Thoreau On Taking Advice

In Walden, his memoir of a simplified existence, Henry David Thoreau let his keen mind settle on a range of subjects. While living more modestly then many of his poorest neighbors and in some ways better than the wealthiest he was free in spirit and mind. He deliberately shed responsibility and all ambitions beyond those needed to provide for a comfortable survival. The result was liberation and conclusions that established him as an intellectual of the highest order. His future disciples included Tolstoy and Ghandi. When modern figures of such stature adopt a writer’s philosophies that writer deserves careful and repeated attention. His thoughts on age and wisdom are provocative and counter to conventional beliefs.

He wrote: “It is never too late to lose our prejudices. No way of thinking or doing, however ancient, can be trusted without proof.” These commonly accepted truths precede more evocative statements. “Age is no better, hardly so well, qualified for an instructor as youth, for it has not profited so much as it has lost. One may almost doubt if the wisest man has learned anything of absolute value by living. Practically, the old have no very important advice to give the young, their own experience has been so partial, and their own lives have been such miserable failures, for private reasons, as they must believe; and it may be that they have some faith left which belies that experience, and they are only less young than they were. I have lived some thirty years on this planet, and I have yet to hear the first syllable of valuable or even earnest advise from my seniors. They have told me nothing, and probably cannot tell me anything, to the purpose. Here is life, an experiment to a great extent untried by me; but it does not avail me that they have tried it. If I have any experience which I think valuable, I am sure to reflect that this my Mentors said nothing about.”

Today, in a time when the actor and athlete are our models, most agree that age has not profited so much as it has lost but generally we confine our enumeration of the losses to superficial aspects of our lives such as physical beauty. Thoreau tells us that our losses include faith, not spiritual faith but faith in ourselves. Sadly, for many past their youth, this is true. My father was an engineer and inventor. A voracious reader he was a man who seemed to continually seek knowledge. I admired him for that. One day, when he was approaching sixty we discussed mental growth. Even though Dad was proficient with computers, even complicated applications, he confessed that he didn’t care to learn any programming language and he doubted that he even could learn any well enough to be effective. He said this even though he had a sound knowledge of computers and electronics and he was brighter than any of the programmers he knew.

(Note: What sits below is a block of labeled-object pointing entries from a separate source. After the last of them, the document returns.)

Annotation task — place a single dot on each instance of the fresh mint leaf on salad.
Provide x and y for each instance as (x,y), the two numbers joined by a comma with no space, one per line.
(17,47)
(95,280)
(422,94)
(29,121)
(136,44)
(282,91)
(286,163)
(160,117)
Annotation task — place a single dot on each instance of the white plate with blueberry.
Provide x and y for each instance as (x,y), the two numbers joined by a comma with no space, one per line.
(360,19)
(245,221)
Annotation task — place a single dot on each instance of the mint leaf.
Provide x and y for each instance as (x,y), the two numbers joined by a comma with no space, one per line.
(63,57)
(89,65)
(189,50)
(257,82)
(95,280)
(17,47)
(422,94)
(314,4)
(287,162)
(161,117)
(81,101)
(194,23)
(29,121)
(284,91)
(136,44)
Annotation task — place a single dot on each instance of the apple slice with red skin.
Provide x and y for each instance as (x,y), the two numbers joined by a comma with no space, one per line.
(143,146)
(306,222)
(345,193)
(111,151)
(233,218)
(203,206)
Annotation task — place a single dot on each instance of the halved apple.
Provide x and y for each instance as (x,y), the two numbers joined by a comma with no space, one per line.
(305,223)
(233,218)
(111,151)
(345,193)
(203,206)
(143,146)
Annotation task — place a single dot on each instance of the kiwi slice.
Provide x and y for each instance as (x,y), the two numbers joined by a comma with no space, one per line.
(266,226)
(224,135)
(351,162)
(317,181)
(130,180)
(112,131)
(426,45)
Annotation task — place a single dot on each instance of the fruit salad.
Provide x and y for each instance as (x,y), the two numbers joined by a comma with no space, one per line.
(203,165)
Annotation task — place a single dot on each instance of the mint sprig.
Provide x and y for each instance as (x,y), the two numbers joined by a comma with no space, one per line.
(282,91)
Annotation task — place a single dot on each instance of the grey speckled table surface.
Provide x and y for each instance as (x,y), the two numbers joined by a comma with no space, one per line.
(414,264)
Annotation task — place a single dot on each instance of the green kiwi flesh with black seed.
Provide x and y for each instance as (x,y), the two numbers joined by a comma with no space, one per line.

In general, mental function decreases with age. Great mathematicians and composers are almost always young and their abilities and discoveries decrease as they age but Dad’s decline was not one of ability. His mind never dulled. His was a loss of faith, or at least desire. He admitted it when I pressed him. My admiration, a youthful faith, wouldn’t permit me to accept his resignation but he explained that energy and in turn growth do taper off. Fortunately, the tendency to regret tapers off as well.

At thirty Thoreau had never received any useful or valuable advice. If that seems cynical or false, consider the advice you’ve received. Asking myself, I find that useful advice is rarely offered and earnestness regarding my affairs no more common, and consider Thoreau himself. A mind such as his doesn’t need much advice.

“Here is life, an experiment to a great extent untried by me; but it does not avail me that they have tried it.”

The soda shop proprietor in West Side Story told the teenagers, “When I was your age . . .” and they stopped him. They said, “You was never my age.” He had nothing for them. His own experiment had failed. From the point of view of youth his experience was not only partial but it was completely irrelevant because he never was their age. He was always older.

Thoreau’s message to the young is direct. Take your own council and question the advice of the insincere and unfaithful.

There’s much more there for the old. Keep your faith and remain youthful in your judgements. Make experience an ingredient of wisdom and your earnest advice may be useful and if Thoreau is right, the middle-aged and elderly, the most powerful members of society may be better off than they know. In one way or another they control the young. They still can profit from what they have lost.